The Dead Don’t Die is Jim Jarmusch’s amusing and political zombie movie


Legendary indie filmmaker Jim Jarmusch brings his dry, droll eye to the classic zombie flick, with a cast that includes Bill Murray and Adam Driver. It’s both amusing and clearly political but still slight, writes critic Craig Mathieson.

The deadpan won’t die down in the new film from Jim Jarmusch. Even as a “full on zombie apocalypse” takes shape, the eternally sly and surreptitious downtown Manhattan movies graduate keeps the tone on an even keel and the comical queries archly straight. When Bill Murray’s Cliff Robertson, the chief of police in the small Middle American town of Centerville, turns up in the film’s opening scene, visiting the forest home of local eccentric Hermit Bob (Tom Waits), he has his hands in his pockets, as if taking a stroll. The undead, when they arrive, may stagger and limp, but life already moves a low-key pace.

Cliff is soon querying his junior officers, Ronnie (Adam Driver, with a hint of Christopher Walken in some of his line readings) and Mindy (Chloe Sevigny) about law enforcement staples such as coffee and donuts, while the locals go about their everyday business and the new undertaker, Zelda Winston (Tilda Swinton), matches a Scottish accent with samurai sword practice. The pacing is deliberately calm – people worry about whether “polar fracking” has knocked the earth off its axis, which is starting to impact on daylight’s length and signal reception, but no-one really panics. In Jarmusch’s take the world really does end with a whimper.

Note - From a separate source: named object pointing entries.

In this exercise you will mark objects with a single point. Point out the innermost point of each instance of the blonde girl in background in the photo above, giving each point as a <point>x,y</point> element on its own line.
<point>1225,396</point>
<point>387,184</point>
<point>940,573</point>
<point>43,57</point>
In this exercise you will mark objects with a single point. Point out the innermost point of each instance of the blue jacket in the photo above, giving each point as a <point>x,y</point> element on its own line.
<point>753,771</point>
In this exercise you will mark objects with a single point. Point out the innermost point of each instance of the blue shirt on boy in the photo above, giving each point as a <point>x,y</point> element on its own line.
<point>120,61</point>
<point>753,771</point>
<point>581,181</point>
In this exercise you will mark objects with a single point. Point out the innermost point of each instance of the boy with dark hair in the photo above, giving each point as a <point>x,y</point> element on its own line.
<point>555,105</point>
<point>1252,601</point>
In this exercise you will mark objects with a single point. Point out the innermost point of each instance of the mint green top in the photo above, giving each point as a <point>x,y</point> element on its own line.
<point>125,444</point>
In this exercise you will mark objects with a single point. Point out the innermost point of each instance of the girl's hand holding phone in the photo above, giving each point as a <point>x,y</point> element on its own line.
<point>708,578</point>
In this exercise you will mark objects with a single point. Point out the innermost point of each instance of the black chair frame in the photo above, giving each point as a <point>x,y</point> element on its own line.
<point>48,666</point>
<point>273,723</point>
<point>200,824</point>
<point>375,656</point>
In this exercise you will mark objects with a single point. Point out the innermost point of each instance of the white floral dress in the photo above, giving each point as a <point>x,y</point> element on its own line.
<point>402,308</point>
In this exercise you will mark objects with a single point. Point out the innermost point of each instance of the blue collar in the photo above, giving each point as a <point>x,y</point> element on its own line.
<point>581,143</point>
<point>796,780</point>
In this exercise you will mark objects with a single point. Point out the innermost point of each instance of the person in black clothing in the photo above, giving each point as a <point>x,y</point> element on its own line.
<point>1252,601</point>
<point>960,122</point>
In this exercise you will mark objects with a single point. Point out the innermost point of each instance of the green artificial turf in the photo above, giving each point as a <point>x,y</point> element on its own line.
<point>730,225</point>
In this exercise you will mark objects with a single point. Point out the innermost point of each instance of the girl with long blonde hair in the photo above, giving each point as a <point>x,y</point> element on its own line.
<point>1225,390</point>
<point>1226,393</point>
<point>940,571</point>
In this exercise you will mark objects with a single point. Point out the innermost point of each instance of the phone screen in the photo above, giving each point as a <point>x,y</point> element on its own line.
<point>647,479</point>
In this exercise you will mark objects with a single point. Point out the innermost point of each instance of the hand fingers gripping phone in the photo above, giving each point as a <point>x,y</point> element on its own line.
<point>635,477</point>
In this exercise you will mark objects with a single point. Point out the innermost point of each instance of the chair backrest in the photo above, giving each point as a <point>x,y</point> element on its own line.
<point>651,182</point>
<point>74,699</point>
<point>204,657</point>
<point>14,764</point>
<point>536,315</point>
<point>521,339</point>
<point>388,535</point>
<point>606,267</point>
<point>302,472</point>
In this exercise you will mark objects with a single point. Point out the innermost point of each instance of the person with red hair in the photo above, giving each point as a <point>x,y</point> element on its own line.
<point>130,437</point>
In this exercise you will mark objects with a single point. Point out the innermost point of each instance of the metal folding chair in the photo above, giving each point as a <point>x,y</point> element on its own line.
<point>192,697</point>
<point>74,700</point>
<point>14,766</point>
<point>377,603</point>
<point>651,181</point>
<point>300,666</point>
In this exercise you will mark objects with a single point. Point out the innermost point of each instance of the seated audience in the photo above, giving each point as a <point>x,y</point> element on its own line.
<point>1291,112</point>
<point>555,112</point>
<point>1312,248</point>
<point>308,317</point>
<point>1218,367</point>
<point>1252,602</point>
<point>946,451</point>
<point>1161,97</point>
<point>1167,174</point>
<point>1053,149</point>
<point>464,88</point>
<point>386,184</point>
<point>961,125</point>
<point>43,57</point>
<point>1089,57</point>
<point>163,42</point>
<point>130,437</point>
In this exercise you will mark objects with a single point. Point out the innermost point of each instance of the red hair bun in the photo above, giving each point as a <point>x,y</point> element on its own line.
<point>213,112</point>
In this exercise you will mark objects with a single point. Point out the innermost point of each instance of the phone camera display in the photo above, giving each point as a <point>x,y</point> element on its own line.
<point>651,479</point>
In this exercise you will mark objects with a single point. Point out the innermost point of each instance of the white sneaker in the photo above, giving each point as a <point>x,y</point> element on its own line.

Jarmusch has long turned cinematic genres inside out, whether it’s the western (1995’s Dead Man) or the samurai drama (1999’s Ghost Dog), the espionage thriller (2009’s The Limits of Control) or the vampire epic (2013’s Only Lovers Left Alive). His approach is the same here, beginning with a nod to the genre’s founders, such as Night of the Living Dead pioneer George A Romero. But even as the dead rise from the graves neither hysteria nor heroics take hold.

Jarmusch doesn’t treat a zombie outbreak as a mysterious crisis, but an eventuality the locals have been primed for by popular culture. “I’m thinking zombies,” Ronnie declares after faces and intestines are chewed at the local diner, and he’s not the only one.

What partially separates The Dead Don’t Die from Jarmusch’s back catalogue is that he doesn’t actually dig into the genre and its philosophy. There are references, but little remaking of history or implied heresy; the elegant vampires of Only Lovers Left Alive, for example, provided an alternate history of 20th century underground culture. The writer/director sees the zombie in flatter terms, as a metaphor for a society that is happy to consume itself. It’s a bluntly political take, treating polar fracking as a substitute for climate change – everyone knows it’s a major issue, but they comfort themselves with official denials until it’s too late.

Steve Buscemi’s curmudgeonly farmer wears a red ‘Make America White Again’ cap, and perceives the zombies coming for him as illegal immigrants. Jarmusch never overly stresses these observations, in the same way that he casts teen idol Selena Gomez and doesn’t do a great deal with her, and the plot itself never really changes direction. It’s amusing, but there’s a level of meta commentary, complete with the lead actors stepping out of character, that leaves The Dead Don’t Die too inert for its own good. In the end, Jarmusch just can’t find that much to truly laugh about in society’s downfall.